When I first heard its sounds I can’t quite recall. But thanks to a vicious showdown this flu season with a brutal bug that appeared out for blood, my familiarity with the sounds of silence returned once more. Bronchitis and laryngitis may have robbed me of my voice – but in exchange, I gained a rather golden opportunity.
The April issue of Lifestyles After 50 is our annual “Leaving a Legacy” issue, which poses the deep – and difficult question of what exactly you plan to leave behind. For some, it’s a question of how you’d like to be remembered, for others it’s about dedicating gifts of generosity. We probe deeply this issue, asking if you’re embodying your creative potential, serving your community and living true to the values you’d like to pass on.
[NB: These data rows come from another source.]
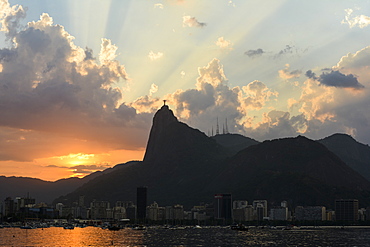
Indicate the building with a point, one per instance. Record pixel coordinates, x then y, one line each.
260 207
346 210
314 213
141 202
240 204
223 206
99 210
279 213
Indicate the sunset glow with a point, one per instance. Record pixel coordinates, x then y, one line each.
81 80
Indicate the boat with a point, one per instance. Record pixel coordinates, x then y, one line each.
114 228
139 227
27 227
69 227
239 227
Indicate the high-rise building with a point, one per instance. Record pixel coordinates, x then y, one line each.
141 202
260 207
223 206
346 210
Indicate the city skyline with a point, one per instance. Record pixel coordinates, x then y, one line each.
80 81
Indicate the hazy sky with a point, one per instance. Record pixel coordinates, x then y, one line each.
81 80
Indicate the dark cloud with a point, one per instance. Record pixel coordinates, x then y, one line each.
89 54
189 21
287 50
254 53
336 79
87 169
311 74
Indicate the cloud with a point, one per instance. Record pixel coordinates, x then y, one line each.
287 50
153 89
188 21
255 96
336 79
155 56
87 169
360 20
60 94
159 6
224 44
286 74
10 18
254 53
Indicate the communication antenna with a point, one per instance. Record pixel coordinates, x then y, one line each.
226 129
217 128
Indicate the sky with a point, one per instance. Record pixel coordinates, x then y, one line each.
81 80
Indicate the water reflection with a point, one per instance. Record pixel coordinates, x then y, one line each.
57 236
213 236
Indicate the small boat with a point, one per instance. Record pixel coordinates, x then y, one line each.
69 227
139 227
114 228
239 227
27 227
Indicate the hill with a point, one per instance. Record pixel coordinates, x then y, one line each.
354 154
183 165
178 162
299 170
234 142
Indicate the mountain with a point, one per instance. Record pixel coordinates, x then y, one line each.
42 191
234 142
354 154
299 170
183 165
178 162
Not exactly questions for the entertainment section – don’t worry! we’ve still got sudoku! – topics like “Leaving a Legacy” can leave you feeling quite contemplative…luckily, silence is perfect for that! As I experienced the imposed silence of a super virus, I asked myself – whose legacy did I most admire? I was met with the memories of the two people I loved most – my late grandmother and grandfather on my father’s side.
Proof that leaving a beautiful and memorable legacy has a vast number of permutations, they couldn’t be more different – and yet, more the same. I remembered my grandmother for her laugh, her glow, her patience and her presence. Her reverence for life made every moment with her feel special.
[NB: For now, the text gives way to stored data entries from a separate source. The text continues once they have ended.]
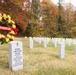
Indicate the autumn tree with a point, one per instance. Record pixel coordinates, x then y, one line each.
33 23
49 15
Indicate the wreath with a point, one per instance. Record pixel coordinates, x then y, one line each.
6 23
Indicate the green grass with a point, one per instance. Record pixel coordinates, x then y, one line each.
40 61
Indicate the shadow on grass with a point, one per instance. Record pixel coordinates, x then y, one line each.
4 64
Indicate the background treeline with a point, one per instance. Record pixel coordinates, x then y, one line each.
42 18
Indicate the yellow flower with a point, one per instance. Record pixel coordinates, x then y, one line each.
2 36
8 17
0 18
4 15
9 21
12 32
13 22
0 14
8 36
12 37
7 39
13 26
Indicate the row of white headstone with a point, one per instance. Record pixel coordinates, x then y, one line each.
16 51
55 41
45 41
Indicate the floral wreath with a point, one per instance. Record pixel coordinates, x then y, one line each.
11 27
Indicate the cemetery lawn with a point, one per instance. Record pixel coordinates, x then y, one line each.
39 60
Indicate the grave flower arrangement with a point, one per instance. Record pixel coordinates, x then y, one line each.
7 24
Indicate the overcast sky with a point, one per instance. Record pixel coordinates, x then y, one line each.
66 1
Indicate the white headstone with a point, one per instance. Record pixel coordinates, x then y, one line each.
30 43
61 50
15 55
Never off in the future or reimagining the past, she was with you, fully, always. When she passed, I was prepared, she cherished every moment before her departure and gave me everything from her wedding dress to her resilience. Best describing her legacy would probably be “the power of presence and the gift of living in the now.”
My grandfather lived on for over a decade without her. I have to smile thinking of him now, because I remember his laugh just as clearly as his wife’s. Always the planner and the historian, my grandfather’s legacy is one that reveals time as a continuum with the past, the present and the future existing all at once. He gave me the gift of my heritage when his painstaking research produced the family tree to top all family trees, and his hard work and forward thinking helped me to approach the present with an eye on the future. His death was very much a surprise, and so were his generous gifts to so many – gifts planned long before his passing and gifts that will serve long after. Teaching the valuable lesson of learning from the past and planning for the future, best describing his legacy would be “be prepared.”
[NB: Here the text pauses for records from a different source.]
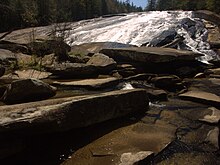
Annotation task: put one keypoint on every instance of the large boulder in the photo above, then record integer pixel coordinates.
(2, 71)
(97, 83)
(149, 54)
(72, 70)
(202, 97)
(44, 47)
(73, 112)
(102, 62)
(207, 15)
(95, 47)
(14, 47)
(170, 83)
(28, 90)
(27, 74)
(7, 57)
(164, 38)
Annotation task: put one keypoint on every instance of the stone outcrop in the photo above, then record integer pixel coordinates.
(164, 38)
(170, 83)
(102, 62)
(149, 54)
(28, 90)
(72, 70)
(202, 97)
(6, 57)
(98, 83)
(208, 15)
(2, 71)
(95, 47)
(74, 112)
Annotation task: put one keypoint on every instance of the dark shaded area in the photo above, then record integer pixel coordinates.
(53, 149)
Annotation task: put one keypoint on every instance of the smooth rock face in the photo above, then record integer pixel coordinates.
(6, 56)
(95, 47)
(72, 70)
(213, 118)
(208, 15)
(103, 62)
(131, 159)
(14, 47)
(170, 83)
(149, 54)
(98, 83)
(2, 71)
(202, 97)
(213, 137)
(74, 112)
(164, 38)
(28, 90)
(27, 74)
(138, 140)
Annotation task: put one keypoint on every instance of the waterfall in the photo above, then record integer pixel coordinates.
(141, 28)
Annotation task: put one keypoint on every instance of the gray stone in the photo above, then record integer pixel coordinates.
(72, 70)
(149, 54)
(164, 38)
(73, 112)
(134, 158)
(6, 57)
(28, 90)
(208, 15)
(212, 118)
(102, 62)
(202, 97)
(97, 83)
(170, 83)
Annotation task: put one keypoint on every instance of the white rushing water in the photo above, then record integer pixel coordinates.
(137, 29)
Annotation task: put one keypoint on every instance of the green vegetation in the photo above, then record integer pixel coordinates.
(212, 5)
(16, 14)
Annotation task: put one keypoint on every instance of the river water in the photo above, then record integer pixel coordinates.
(141, 28)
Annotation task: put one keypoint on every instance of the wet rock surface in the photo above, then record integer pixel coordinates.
(20, 91)
(98, 83)
(71, 112)
(115, 103)
(149, 54)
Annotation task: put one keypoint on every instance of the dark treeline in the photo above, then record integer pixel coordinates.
(26, 13)
(212, 5)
Thanks to the silence, and its resulting contemplation, my grandparents came to life again. I realized what was passed on from each of them was incredibly different, but what I loved about them was exactly the same. They lived true to themselves. They knew what mattered to them and they aligned their actions accordingly. Sitting in the silence begged the question – are my priorities straight? Am I embodying what I claim to be most important to me?
This month, as you enjoy Earth Day, and reflect on how much the earth means to you, and as you enjoy spring, and celebrate how great it is to be alive, perhaps you’ll join me for a little respite in silence and look into your heart for a legacy all your own. Whether it’s through giving a generous gift, giving the community your time, or simply giving a smile, I hope this issue inspires you to give the gift only you can give – that which is uniquely you. Hint: it’s often found in silence.